Do lidocaine infusions reduce pain after spinal surgery?

Pain is inevitable. Suffering is optional. – Buddhist proverb

Systemic lidocaine fails to improve postoperative morphine consumption, postoperative recovery and quality of life in patients undergoing posterior spinal arthrodesis. A double-blind, randomized, placebo-controlled trial doi: 10.1093/bja/aex038

Background.

It has been shown that intravenous lidocaine has analgesic benefit in abdominal surgery, but it is inconclusive whether the perioperative administration of systemic lidocaine provides adequate postoperative analgesia and enhances recovery in major orthopaedic surgery. The authors investigate whether adolescent and adult patients undergoing posterior spinal arthrodesis would have their morphine requirements reduced.

Methods.

70 patients undergoing posterior arthrodesis were enrolled in this prospective, randomised, double-blind, placebo-controlled clinical trial. Patients received total i.v. anaesthesia with propofol and remifentanil and were randomized to an adjuvant therapy with either lidocaine [i.v.-bolus injection of 1.5 mg/kg at induction of anaesthesia, followed by an in- fusion of 1.5 mg/kg/h which was continued until six hours after arrival at the post-anaesthesia care unit] or placebo (equal volumes of saline). Postoperative pain was treated with patient-controlled i.v. morphine.

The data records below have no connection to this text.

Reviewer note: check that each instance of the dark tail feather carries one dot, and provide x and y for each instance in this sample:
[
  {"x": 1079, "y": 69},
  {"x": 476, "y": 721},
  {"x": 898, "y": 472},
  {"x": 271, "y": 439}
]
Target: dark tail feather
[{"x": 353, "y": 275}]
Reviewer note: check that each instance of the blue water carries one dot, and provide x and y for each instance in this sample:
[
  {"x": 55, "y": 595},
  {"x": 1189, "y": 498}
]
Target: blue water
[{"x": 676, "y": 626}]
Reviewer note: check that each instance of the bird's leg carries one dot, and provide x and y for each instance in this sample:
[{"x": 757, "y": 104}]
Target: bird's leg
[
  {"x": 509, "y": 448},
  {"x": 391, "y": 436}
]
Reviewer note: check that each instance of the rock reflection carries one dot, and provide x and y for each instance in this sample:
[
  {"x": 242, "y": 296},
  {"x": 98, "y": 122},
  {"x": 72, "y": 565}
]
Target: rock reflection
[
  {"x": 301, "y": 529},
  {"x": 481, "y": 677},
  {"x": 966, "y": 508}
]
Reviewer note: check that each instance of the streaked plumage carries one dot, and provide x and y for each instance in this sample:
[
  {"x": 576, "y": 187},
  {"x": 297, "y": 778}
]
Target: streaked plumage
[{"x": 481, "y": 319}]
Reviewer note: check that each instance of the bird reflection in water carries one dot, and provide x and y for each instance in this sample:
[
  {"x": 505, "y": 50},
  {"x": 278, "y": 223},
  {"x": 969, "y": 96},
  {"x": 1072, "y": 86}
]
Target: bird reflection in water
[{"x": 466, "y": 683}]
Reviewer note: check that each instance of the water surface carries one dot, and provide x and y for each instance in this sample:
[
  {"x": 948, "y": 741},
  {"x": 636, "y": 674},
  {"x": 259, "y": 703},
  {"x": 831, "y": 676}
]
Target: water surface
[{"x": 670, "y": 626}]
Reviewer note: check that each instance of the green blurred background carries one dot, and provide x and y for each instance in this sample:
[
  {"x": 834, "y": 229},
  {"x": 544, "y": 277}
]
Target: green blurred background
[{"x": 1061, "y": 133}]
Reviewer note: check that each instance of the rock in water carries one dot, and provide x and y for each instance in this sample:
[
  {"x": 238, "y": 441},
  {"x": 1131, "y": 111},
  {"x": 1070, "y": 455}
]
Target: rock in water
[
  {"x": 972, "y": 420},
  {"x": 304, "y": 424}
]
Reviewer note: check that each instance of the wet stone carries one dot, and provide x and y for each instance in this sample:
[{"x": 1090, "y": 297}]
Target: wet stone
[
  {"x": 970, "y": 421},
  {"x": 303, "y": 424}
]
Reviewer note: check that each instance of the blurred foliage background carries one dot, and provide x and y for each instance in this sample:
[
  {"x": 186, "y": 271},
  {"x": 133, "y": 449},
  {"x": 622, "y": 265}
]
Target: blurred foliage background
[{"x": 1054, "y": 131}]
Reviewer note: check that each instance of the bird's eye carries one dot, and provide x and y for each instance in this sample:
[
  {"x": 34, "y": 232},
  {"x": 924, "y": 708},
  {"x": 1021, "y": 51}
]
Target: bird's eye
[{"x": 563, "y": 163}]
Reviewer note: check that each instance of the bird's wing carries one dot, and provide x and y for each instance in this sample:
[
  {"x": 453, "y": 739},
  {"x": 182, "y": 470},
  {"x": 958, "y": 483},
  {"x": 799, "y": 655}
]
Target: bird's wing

Primary endpoints of this study were morphine requirements in the first postoperative 24 h.

Secondary outcomes were:

  • The severity of pain -NRS
  • PONV-NRS
  • The inflammatory response – IL6 and IL1RA measurement at 3 points in time
  • Time to recovery of bowel function
  • Length of stay
  • QoL- 1 month before and after surgery

Results.

Systemic lidocaine did not decrease morphine requirements in the first 24 postoperative hours [lidocaine-group: 48 (23) mg (mean(SD)) vs placebo-group: 51(19) mg, P 1⁄4 0.22]. Likewise, groups were not different with respect to the severity of post- operative pain, morphine consumption after 48 and 72 h, incidence of postoperative nausea and vomiting, perioperative inflammation, time to recovery of intestinal function, hospital length of stay, and quality of life (assessed preoperatively and one month postoperatively using the SF-12 physical and mental composite scores).

 Pros:

  1. robust study design (double-blind, randomized, placebo-controlled trial)
  2. the authors account for all the enrolled subjects in the flowchart.
  3. addresses a clear, clinically relevant question
  4. extremely well defined analgesic strategies
  5. the two intervention arms have similar baseline characteristics

Cons:

  1. the study was powered only for the primary outcome.
  2. the sample size was calculated based on 10 paediatric patients aged 12 to 18. The authors, I believe, realised that it would take a long time to achieve that number and expanded the inclusion criteria to patients up to 75 year-olds. The pathophysiology and the paediatric population needing spinal surgery differs significantly from the one of the ageing patient. This might have contributed to the somewhat incongruous results of this study.
  3. some would criticise the use of Remifentanyl as it is known to produce hyperalgesia.
  4. the authors use the NRS scale to quantify pain and PONV. There is a lot of inter-patient variability in terms of pain thresholds.
  5. the measurement of plasma concentration of lignocaine would have been a welcome initiative. In contrast with similar studies, the lignocaine was given in a smaller dose. It is not known if there is a minimal plasma concentration above which Lignocaine has favourable analgesic properties.
  6. unfortunately, this study fails to provide robust evidence to sway our practice one way or another and it is a good example of what can happen in research when one deviates from an agreed protocol. ( i.e. expanding the inclusion criteria after the power calculations have been done)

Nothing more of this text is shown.